Financial Results for Third Quarter Fiscal Year 2018

The net loss for the third quarter ended July 31, 2018 was $14.0 million or $0.27 per share. This compares with a net loss for the third quarter of fiscal year 2017 of $32.6 million or $0.80 per share. The $18.6 million reduction in the net loss compared to prior year was primarily a result of the significant reduction in spending in research, development and administrative areas.

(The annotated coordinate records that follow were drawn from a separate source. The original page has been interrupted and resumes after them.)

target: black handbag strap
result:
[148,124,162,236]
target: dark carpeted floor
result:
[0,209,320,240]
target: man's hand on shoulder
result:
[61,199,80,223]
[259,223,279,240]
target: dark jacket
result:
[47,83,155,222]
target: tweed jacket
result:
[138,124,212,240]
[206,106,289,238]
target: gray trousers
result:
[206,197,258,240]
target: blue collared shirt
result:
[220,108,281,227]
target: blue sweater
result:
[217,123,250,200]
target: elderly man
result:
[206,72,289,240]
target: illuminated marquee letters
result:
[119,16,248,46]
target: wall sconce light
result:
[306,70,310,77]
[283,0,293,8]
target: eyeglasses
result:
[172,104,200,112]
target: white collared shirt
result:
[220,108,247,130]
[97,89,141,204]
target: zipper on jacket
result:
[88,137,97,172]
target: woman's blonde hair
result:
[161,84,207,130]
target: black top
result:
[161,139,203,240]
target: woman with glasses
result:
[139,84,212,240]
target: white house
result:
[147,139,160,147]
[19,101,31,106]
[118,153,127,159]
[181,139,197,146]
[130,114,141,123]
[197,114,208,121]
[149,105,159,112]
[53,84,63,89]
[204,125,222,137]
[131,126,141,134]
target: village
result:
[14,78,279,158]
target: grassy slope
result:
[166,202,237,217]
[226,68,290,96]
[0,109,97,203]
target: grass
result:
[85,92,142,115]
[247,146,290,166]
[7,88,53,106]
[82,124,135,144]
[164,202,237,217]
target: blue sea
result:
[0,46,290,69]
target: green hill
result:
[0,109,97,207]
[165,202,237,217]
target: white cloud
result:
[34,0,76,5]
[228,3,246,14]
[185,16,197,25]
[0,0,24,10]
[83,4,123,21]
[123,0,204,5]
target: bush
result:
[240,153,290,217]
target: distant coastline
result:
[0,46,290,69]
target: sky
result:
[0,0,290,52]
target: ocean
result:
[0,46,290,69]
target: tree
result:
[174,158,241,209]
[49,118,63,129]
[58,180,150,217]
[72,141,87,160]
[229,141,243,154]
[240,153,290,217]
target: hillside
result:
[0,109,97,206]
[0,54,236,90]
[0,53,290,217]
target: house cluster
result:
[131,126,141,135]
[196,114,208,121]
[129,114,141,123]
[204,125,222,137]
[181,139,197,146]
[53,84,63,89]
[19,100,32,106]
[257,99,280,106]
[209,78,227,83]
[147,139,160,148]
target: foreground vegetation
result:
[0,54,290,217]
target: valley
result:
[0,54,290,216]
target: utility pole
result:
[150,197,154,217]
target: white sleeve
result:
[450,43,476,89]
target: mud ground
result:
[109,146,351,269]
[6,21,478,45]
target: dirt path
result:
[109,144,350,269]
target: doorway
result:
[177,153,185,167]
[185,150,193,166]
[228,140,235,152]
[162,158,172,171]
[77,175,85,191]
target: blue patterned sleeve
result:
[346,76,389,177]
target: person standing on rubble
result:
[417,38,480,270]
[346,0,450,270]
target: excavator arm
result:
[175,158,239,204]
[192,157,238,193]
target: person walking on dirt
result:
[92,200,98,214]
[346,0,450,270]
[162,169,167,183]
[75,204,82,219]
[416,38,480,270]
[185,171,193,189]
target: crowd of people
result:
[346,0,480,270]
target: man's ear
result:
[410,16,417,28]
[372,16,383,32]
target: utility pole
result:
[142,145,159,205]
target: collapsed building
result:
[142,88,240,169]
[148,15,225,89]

Research and development expenses for the third quarter of fiscal year 2018 were $10.8 million, compared with $17.8 million for the third quarter of fiscal year 2017. The decrease is primarily attributable to a decrease in laboratory costs, drug manufacturing process validation and drug stability studies supporting the MAA, which we withdrew in July 2018.

General and administrative expenses for the third quarter of fiscal year 2018 were $4.5 million, compared with $18.0 million for the third quarter of fiscal year 2017. The decrease is primarily attributable to a decrease in stock-based compensation of approximately $11.4 million related to the resignation of the Company’s Chief Financial Officer and Chief Executive Officer in April 2018 and July 2017, respectively, two Board members who did not seek re-election in March 2018, a reduction in headcount and the elimination of stock-based compensation paid to consultants.

Balance Sheet Highlights

As of July 31, 2018, the Company had approximately $40.4 million in cash, restricted cash and cash equivalents on its balance sheet. The Company is anticipating closing on an underwritten public offering of its common stock and warrants on or around September 11, 2018 which is expected to result in gross proceeds of approximately $20 million to the Company.